Boeing’s new CEO said Wednesday that production of the 737 Max will resume this spring, months before the company expects federal regulators to certify the grounded plane to fly again.
David Calhoun also said he believes passengers will fly on the Max when federal regulators say it is safe and they see airline pilots getting on the plane.
Calhoun dismissed the idea that Boeing’s best-selling jet might never fly again or that the company should change the plane’s name.
“I’m all in on it, the company is all in on it, and I believe the FAA is all in on it,” he said, referring to the Federal Aviation Administration, which is reviewing changes that Boeing is making to the Max after two crashes that killed 346 people.
An FAA spokesman said in a statement that the agency is being thorough and deliberate as it checks Boeing’s proposed changes to the Max, and the agency has no timetable for finishing that review.
Calhoun, who replaced fired CEO Dennis Muilenburg this month, spoke to reporters on a conference call after meeting with Boeing employees in Seattle.
Calhoun defended the company’s culture and denied that it had placed profit above safety. He did not defend internal Boeing communications in which employees involved in developing the Max ridiculed the plane and regulators and tried to convince airlines not to use flight simulators to train pilots for the Max.
“It is totally appalling,” he said of the messages.
Calhoun’s comments came one day after Boeing announced that it doesn’t expect the FAA to certify the Max until this summer - Calhoun repeatedly referred to June.
Boeing forecasts about the plane’s return have proven too optimistic several times since the plane was grounded last March. The president of United Airlines, Scott Kirby, said Wednesday that his airline doesn’t expect to use the Max this summer.

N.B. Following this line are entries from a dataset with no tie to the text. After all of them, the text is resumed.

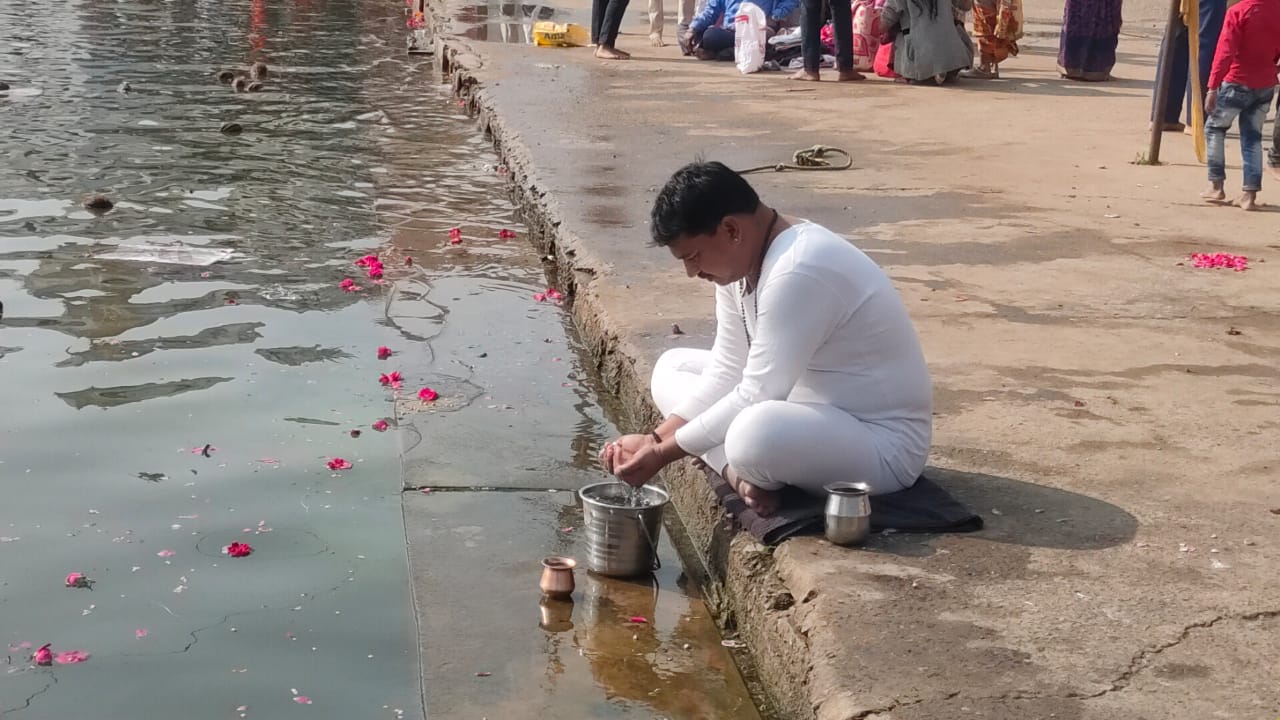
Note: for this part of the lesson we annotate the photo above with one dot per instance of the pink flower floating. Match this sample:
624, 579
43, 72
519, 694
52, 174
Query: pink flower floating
1238, 263
243, 548
78, 580
44, 656
71, 656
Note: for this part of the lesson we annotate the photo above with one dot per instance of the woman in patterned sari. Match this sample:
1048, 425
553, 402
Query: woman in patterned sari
1091, 31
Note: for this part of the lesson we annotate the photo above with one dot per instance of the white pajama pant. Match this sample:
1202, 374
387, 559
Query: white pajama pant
778, 443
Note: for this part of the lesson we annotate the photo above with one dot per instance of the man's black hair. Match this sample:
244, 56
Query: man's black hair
696, 199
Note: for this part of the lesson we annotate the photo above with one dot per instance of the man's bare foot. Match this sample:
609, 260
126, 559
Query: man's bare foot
764, 502
606, 53
1215, 194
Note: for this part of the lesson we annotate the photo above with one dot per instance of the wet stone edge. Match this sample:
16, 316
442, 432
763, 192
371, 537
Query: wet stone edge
740, 580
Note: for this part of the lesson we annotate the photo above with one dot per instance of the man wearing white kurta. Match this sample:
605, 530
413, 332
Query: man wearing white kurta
816, 374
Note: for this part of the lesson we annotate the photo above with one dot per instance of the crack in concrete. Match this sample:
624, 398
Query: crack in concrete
899, 705
1141, 661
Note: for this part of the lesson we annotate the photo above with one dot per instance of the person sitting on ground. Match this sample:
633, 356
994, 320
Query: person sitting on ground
816, 374
929, 42
1242, 86
711, 35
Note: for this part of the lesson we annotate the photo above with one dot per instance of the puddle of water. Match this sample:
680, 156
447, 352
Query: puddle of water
494, 648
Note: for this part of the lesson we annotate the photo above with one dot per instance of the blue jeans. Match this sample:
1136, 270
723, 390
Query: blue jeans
1274, 154
1212, 13
1251, 106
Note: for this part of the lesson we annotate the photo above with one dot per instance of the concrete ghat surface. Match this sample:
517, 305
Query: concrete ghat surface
490, 650
1107, 408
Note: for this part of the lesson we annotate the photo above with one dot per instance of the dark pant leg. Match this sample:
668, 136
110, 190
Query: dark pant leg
842, 27
717, 40
1179, 69
612, 22
597, 18
1212, 13
810, 33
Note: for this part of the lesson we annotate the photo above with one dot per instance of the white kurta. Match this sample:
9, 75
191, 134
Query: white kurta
826, 332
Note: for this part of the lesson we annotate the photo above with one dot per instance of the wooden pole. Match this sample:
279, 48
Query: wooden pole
1166, 62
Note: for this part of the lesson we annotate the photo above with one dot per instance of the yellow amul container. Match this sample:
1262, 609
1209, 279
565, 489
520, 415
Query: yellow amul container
561, 35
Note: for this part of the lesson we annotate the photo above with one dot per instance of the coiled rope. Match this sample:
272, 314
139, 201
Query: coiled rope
808, 159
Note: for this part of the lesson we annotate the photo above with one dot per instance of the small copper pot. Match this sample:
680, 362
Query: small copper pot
558, 577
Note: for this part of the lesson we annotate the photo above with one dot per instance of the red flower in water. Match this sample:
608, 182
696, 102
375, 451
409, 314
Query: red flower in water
78, 580
44, 656
71, 657
238, 550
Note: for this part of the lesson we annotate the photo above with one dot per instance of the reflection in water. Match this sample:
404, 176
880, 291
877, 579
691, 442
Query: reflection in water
124, 395
351, 149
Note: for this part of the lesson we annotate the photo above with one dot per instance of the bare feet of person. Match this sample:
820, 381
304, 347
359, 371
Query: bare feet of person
762, 501
1215, 194
607, 53
1248, 201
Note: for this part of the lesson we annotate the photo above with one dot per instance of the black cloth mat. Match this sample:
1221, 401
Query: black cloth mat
924, 507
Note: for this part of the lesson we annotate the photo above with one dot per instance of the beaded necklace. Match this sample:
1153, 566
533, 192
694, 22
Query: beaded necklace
741, 283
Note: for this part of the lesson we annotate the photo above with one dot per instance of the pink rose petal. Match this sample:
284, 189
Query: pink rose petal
71, 657
238, 550
44, 656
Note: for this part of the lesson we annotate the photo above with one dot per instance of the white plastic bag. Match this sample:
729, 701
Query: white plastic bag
749, 39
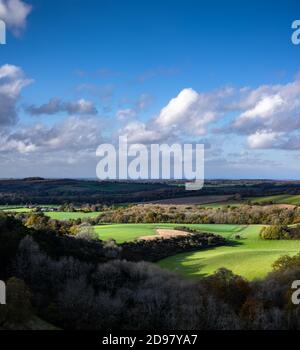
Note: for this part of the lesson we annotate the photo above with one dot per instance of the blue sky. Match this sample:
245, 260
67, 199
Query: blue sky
88, 71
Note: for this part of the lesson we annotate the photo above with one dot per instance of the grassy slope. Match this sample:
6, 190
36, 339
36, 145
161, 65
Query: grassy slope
249, 256
68, 215
129, 232
278, 199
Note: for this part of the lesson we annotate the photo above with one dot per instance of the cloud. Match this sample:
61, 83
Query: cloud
187, 115
73, 134
274, 107
14, 13
12, 81
264, 139
56, 105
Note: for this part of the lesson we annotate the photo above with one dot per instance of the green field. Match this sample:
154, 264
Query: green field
277, 199
221, 205
60, 215
129, 232
15, 209
249, 256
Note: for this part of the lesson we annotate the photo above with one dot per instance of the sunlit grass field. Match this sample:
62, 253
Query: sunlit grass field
277, 199
249, 256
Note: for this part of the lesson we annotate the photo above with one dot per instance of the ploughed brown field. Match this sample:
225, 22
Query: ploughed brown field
164, 233
193, 200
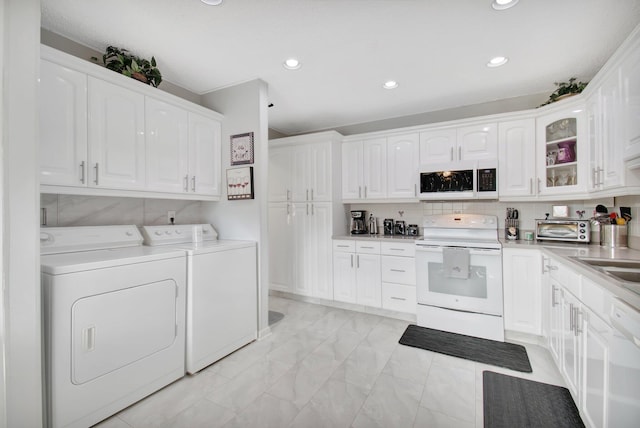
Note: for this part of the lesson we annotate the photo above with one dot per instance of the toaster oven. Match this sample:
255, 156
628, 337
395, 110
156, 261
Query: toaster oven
569, 230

Calhoun said the new timetable was driven by recognition that the FAA was conducting a more rigorous review and by Boeing’s decision this month to recommend pilot training on flight simulators instead of quicker computer-based training. Calhoun also said the company will reconsider long-held assumptions about how quickly pilots react in certain situations.
The company temporarily shut down the Max assembly line near Seattle in the last few days. Calhoun told reporters that production will resume “a few months before” June. Pressed on the timing, he suggested that the assembly line could reopen in about two months.
The decision to resume production even before FAA re-certifies the Max indicates that Boeing does not expect major surprises from the FAA review. Boeing will have to update software and make other changes to the planes before shipping them to airlines, but that work is expected to take just a few hours per plane.
Boeing has reassigned its 3,000 employees who work on Max assembly, and Calhoun repeated Wednesday that they will not be laid off or furloughed. However, some suppliers have announced layoffs. Spirit AeroSystems, which makes fuselages for the Max, has said it will cut 2,800 jobs.
Boeing is a huge exporter, and the pause in production of its best-selling plane is expected to ripple through the nation’s economy.
Analysts at IHS Markit said Wednesday that a shutdown through June would shave one-tenth of a percentage point off U.S. economic growth, and the damage will double if the Max is shuttered through December. IHS said the estimates didn’t account for the indirect effects of lower employment, income and spending related to the Max.
Treasury Secretary Steve Mnuchin made an even more dire prediction this month. He said the Max’s travails would reduce U.S. gross domestic product by one-half a percentage point.
Shares of Chicago-based Boeing Co. fell $4.37 to close at $309, hours after hitting a 52-week low.